During World War II, when Denmark was occupied by the Germans, Blixen started her only full-length novel, the introspective tale
The Angelic Avengers, under another pseudonym, Pierre Andrezel; it was published in 1944. The horrors experienced by the young heroines were interpreted as an allegory of Nazism.
Her writing during most of the 1940s and 1950s consisted of tales in the storytelling tradition. The most famous is "Babette's Feast", about a chef who spends her entire 10,000-franc lottery prize to prepare a final, spectacular gourmet meal.
The Immortal Story, in which an elderly man tries to buy youth, was adapted to the screen in 1968 by Orson Welles, a great admirer of Blixen's work and life. Welles later attempted to film The Dreamers, but only a few scenes were ever completed.
Blixen's tales follow a traditional style of storytelling, and most take place against the background of the 19th century or earlier periods. Concerning her deliberately old-fashioned style, Blixen mentioned in several interviews that she wanted to express a spirit that no longer existed in modern times, that of destiny and courage. Indeed, many of her ideas can be traced back to those of Romanticism. Blixen’s concept of the art of the story is perhaps most directly expressed in the story "Cardinal’s First Tale" from her fifth book,
Last Tales.
Though Danish, Blixen wrote her books in English and then translated her work into her native tongue. Critics describe her English as having unusual beauty, great skill, and precision. Her later books usually appeared simultaneously in both Danish and English. As an author, she kept her public image as a charismatic, mysterious old Baroness with an insightful third eye, and established herself as an inspiring figure in Danish culture, although shunning the mainstream.

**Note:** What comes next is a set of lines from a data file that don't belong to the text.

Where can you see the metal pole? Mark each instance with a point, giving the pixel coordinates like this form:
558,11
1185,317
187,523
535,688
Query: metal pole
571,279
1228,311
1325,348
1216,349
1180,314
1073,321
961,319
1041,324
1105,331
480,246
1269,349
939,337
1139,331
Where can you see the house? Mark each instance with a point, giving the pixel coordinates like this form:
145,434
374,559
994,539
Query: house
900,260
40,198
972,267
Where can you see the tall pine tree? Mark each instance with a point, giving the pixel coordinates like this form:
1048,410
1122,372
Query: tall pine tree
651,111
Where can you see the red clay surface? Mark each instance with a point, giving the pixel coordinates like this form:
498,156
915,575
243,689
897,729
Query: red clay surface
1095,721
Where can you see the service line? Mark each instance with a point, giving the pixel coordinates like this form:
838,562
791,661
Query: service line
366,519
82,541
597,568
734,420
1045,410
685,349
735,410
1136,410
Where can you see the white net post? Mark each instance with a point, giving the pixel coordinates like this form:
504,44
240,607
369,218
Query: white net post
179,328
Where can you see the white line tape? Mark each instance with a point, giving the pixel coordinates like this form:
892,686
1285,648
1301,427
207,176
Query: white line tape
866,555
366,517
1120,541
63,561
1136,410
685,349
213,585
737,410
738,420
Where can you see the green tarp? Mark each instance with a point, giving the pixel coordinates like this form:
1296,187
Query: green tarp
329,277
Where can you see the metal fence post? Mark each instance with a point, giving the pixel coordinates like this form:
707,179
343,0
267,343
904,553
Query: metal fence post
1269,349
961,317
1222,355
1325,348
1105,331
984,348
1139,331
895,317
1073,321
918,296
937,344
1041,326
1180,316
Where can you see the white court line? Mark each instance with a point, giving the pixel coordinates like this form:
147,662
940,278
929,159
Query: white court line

Blixen was widely respected by contemporaries such as Ernest Hemingway and Truman Capote, and during her tour of the United States in 1959, the list of writers who paid her visits included Arthur Miller, E. E. Cummings, and Pearl Buck. She also met actress Marilyn Monroe, the socialite Babe Paley and photographer Richard Avedon in 1959. She was admired by Cecil Beaton and the patron Pauline de Rothschild of the Rothschild family.
She was awarded the Danish Ingenio et Arti medal in 1950.
Illness and death
Although it was widely believed that syphilis continued to plague Blixen throughout her lifetime, extensive tests were unable to reveal evidence of syphilis in her system after 1925. Her writing prowess suggests that she did not suffer from the mental degeneration of late stages of syphilis, nor from cerebral poisoning due to mercury treatments. She did suffer a mild permanent loss of sensation in her legs that could be attributed to chronic use of arsenic in Africa.
Others attribute her weight loss and eventual death to anorexia nervosa.
During the 1950s Blixen's health quickly deteriorated, and in 1955 she had a third of her stomach removed because of an ulcer. Writing became impossible, although she did several radio broadcasts.
In her letters from Africa and later during her life in Denmark, Karen Blixen wondered if her pain was psychosomatic. Publicly she blamed her trouble on syphilis...a disease that afflicted heroes and poets, as well as her own father. Whatever her belief about her illness, the disease suited the artist's design for creating her own personal legend. Karen Blixen's Medical History: A New Look
Unable to eat, Blixen died in 1962 at Rungstedlund, her family's estate, at the age of 77, apparently of malnutrition. The source of her abdominal problems remains unknown, although gastric syphilis, manifested by gastric ulcers during secondary and tertiary syphilis, was well-known prior to the advent of modern antibiotics.